“谢大帅。”
车申白松了口气,又朝姜远拱了拱手:
“侯爷,云雪性子直,以后您多担待。”
这话使得帐中众人面露异色,车申白这句话里多了俩字啊。
担待就担待,什么是以后多担待?
姜远更是无语,车申白这厮是非要撮合他与车云雪。
他很怀疑,刚才这句话,就是车申白故意说给别人听的。
姜远咳嗽一声:“云雪这妹子,性子是有些直,年岁又小,本侯一向视她为妹,怎会与她计较。”
车申白一愣,暗道姜远这是拒绝了?
这就有些难办了。
车申白打的好盘算,他既不想女儿受委屈,又想为家族着想。
车云雪能嫁之人,没有比姜远更合适的人了。
岂料姜远不接茬。
尉迟愚的目光又看向姜远:
“姜远,还有谁要请功的?”
姜远道:“有!末将要为车金戈请功!”
此话一出,一众将领又皆看向姜远。
刚才姜远说车金戈当斩,车云雪又指责他以公行私仇,有许多人是信了的。
毕竟上次在冕洲时,姜远与车金戈就互骂不休,还要扬言要单挑一番。
更何况,刚才车云雪还爆出车金戈觊觎姜远侍女一事。
从京中来的右卫军将领,许多人都知道赵欣的真实身份。
那是姜远冒着触怒天子之危,强行救下的。
在很多人看来,姜远救下赵欣,不也是相中她之美色么。
丰邑侯的女人,岂容他人觊觎,他要弄死车金戈合情合理。
但现在姜远却是要为车金戈请功,这又是唱的哪一出?
尉迟愚反应又不一样,他正等着姜远这个坡来下台阶。
车申白再松一口气,姜远要救他儿子了,暗道:
虽然刚才姜远不接自己的茬,但他终究还是顾了情份,看来让车云雪跟在他身边,还是有作用的。
尉迟愚不动声色:
“本帅命车金戈在阳西山设伏,他私自前往攻荆门山隘口,致五千袍泽白送性命,如何有功!”
姜远清了清嗓子:
“大帅,车金戈私改将令,的确罪不可赦,但您也说了,功是功,过是过。
他有过当惩,有功便当赏,若是只看其过,不念其功,岂不伤将士们的心?”
尉迟愚冷哼一声:“他有何功,且说来,本帅自有断定!”
“是!”
姜远正色道:“宜陵能破,除了车云雪识破萧春柳之计,将士们用命以外。
车金戈在宜陵西门佯攻,足足拖住萧千秋近万主力大半夜。
若非他,末将即便炸开南门杀进宜陵,恐也要付出惨重代价。
正因他拖住上万叛军,咱们的将士才免受血战之苦,此举救了咱们众多将士之命,乃大功。

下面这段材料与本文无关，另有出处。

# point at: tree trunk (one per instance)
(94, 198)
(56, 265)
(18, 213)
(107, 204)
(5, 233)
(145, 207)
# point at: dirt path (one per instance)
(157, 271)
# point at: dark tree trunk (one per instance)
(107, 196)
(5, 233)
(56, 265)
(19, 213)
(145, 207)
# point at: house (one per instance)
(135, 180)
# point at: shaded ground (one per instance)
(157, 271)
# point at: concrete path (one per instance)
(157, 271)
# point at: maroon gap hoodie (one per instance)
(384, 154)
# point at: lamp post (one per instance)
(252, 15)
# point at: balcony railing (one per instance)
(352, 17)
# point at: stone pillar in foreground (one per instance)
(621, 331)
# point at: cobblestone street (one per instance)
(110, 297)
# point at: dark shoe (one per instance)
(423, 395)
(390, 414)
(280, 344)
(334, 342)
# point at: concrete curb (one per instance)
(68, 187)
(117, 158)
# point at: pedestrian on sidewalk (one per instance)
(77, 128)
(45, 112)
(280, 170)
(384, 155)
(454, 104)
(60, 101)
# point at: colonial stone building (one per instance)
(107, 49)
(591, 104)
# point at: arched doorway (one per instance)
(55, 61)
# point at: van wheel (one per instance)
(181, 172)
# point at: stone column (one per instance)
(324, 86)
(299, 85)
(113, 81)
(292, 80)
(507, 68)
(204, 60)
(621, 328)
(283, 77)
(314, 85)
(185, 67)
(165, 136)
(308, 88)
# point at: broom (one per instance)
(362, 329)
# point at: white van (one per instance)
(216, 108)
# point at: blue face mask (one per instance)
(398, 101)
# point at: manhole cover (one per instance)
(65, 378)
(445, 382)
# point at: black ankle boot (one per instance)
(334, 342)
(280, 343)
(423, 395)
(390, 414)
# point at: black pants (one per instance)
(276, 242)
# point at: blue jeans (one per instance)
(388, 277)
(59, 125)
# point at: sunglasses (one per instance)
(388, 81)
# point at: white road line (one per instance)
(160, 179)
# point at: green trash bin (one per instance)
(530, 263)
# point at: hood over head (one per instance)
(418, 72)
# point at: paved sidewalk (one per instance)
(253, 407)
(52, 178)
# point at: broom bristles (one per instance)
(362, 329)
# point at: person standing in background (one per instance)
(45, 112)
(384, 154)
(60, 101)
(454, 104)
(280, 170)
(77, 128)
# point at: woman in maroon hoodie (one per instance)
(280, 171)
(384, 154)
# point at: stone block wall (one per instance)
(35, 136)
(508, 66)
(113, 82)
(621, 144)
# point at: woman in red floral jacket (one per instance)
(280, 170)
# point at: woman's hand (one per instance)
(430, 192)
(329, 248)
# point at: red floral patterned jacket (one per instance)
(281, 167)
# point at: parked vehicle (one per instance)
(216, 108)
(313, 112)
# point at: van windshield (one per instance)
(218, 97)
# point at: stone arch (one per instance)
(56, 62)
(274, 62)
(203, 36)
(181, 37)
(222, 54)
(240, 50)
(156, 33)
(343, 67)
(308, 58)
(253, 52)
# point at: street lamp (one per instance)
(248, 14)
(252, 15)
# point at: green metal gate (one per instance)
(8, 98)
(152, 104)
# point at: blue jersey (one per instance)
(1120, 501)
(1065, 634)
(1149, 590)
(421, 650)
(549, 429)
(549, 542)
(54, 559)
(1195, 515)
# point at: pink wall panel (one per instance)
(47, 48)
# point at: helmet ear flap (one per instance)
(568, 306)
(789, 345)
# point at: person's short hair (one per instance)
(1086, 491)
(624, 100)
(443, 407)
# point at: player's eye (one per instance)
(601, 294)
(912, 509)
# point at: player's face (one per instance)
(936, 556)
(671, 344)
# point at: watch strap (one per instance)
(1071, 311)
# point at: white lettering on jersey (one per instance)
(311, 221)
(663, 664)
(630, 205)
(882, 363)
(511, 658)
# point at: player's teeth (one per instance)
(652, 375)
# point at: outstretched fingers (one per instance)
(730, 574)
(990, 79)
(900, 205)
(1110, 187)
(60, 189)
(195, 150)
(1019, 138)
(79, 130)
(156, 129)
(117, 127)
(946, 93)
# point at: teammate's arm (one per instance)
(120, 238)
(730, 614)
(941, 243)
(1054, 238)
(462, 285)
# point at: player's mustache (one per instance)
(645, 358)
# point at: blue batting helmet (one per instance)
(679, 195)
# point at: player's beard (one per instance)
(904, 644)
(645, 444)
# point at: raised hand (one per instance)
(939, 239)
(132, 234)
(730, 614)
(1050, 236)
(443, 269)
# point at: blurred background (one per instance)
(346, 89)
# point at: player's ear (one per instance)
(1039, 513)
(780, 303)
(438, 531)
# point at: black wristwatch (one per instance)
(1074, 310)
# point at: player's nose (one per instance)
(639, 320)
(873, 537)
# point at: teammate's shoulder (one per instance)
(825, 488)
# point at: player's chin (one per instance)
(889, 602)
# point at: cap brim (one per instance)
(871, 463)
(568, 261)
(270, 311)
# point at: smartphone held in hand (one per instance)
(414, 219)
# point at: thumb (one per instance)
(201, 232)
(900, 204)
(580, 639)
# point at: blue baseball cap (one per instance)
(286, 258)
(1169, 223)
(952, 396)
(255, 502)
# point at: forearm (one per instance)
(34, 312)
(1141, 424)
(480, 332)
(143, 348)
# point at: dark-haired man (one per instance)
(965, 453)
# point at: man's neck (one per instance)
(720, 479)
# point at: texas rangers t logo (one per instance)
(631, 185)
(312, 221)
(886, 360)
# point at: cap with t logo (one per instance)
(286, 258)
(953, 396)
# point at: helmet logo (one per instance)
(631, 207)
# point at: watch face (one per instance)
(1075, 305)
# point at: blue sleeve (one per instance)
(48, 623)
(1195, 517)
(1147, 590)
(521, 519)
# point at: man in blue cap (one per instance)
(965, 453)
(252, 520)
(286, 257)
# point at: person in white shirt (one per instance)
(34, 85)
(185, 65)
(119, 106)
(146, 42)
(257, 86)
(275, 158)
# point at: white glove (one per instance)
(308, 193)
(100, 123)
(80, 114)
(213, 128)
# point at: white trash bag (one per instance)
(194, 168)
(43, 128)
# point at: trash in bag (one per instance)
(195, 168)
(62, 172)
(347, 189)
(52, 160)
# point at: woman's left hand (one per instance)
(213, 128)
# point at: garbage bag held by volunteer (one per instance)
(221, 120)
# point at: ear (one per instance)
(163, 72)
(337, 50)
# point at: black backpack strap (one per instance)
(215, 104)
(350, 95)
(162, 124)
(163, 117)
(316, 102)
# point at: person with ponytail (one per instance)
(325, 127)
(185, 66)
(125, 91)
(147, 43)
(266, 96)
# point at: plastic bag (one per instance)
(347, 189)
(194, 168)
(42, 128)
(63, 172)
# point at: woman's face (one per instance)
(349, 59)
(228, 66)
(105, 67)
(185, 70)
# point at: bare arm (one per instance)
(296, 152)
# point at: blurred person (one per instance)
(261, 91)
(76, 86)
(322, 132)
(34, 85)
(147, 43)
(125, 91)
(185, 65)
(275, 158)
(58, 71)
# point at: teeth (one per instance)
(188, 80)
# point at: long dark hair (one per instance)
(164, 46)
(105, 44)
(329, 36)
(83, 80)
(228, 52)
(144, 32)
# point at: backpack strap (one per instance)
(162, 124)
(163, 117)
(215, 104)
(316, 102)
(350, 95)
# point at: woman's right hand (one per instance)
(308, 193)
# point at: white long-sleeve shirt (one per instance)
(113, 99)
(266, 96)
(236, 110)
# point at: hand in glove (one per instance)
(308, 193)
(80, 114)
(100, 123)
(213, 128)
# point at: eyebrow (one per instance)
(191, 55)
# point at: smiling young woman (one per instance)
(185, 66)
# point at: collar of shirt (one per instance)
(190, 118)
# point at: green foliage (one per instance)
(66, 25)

”
宋信达连忙道:“大帅,侯爷所说极是!
车家少将军,以五千兵力拖住叛军主力,并且佯攻西门的将士,损伤不过二百,已是大功了!”
徐幕左右瞧了瞧,知晓锦上添花的时候来了:
“大帅,若真是如此,车金戈擅动将令之罪,或可用此功抵过。
俗话说,将在外君命有所不受,有临断之权。
车金戈或许觉得情形紧急,才攻的荆门山隘口。
此只是失察之罪,可将功抵过。”
樊解元撇了撇嘴,很不满徐幕,更不满姜远,他巴不得车金戈完蛋,最好车申白也反了。
而后水军沿江而上进蜀中,弄死车家算球。
樊解元之所以这么想,无他,唯记仇耳。
谁让车申白处处贬低他的水军,他出个计策,也要被车家父子冷嘲热讽。
他不记仇才是怪事。
樊解元是老将,心里不满也不会直接拆姜远与徐幕的台,毕竟他们仨才是一伙的。
姜远与徐幕要送车申白人情,樊解元又能怎么办,他也拧不过。
谁让这俩货都是世子,还一个是忠武大将军,一个是侯爷。
姜远也道:“大帅,徐将军说的有理,再说,胜败乃兵家常事,世间无常胜将军。
当年,镇远大将军不也马失前蹄,冒进伏兰城兵败么。
上官老将军也从轻发落了,不也是念在其功大于过的份上么。
沙场瞬息万变,难免出差子。”
一旁的樊解元又撇嘴,心中腹诽,姜远这厮为救车金戈,竟将他两个岳父抬出来做例子了。
当年黎元诚私放土浑浴公主,差点被砍了脑袋,最后落了个将功折罪,不就是姜远的爹姜守业求的情么。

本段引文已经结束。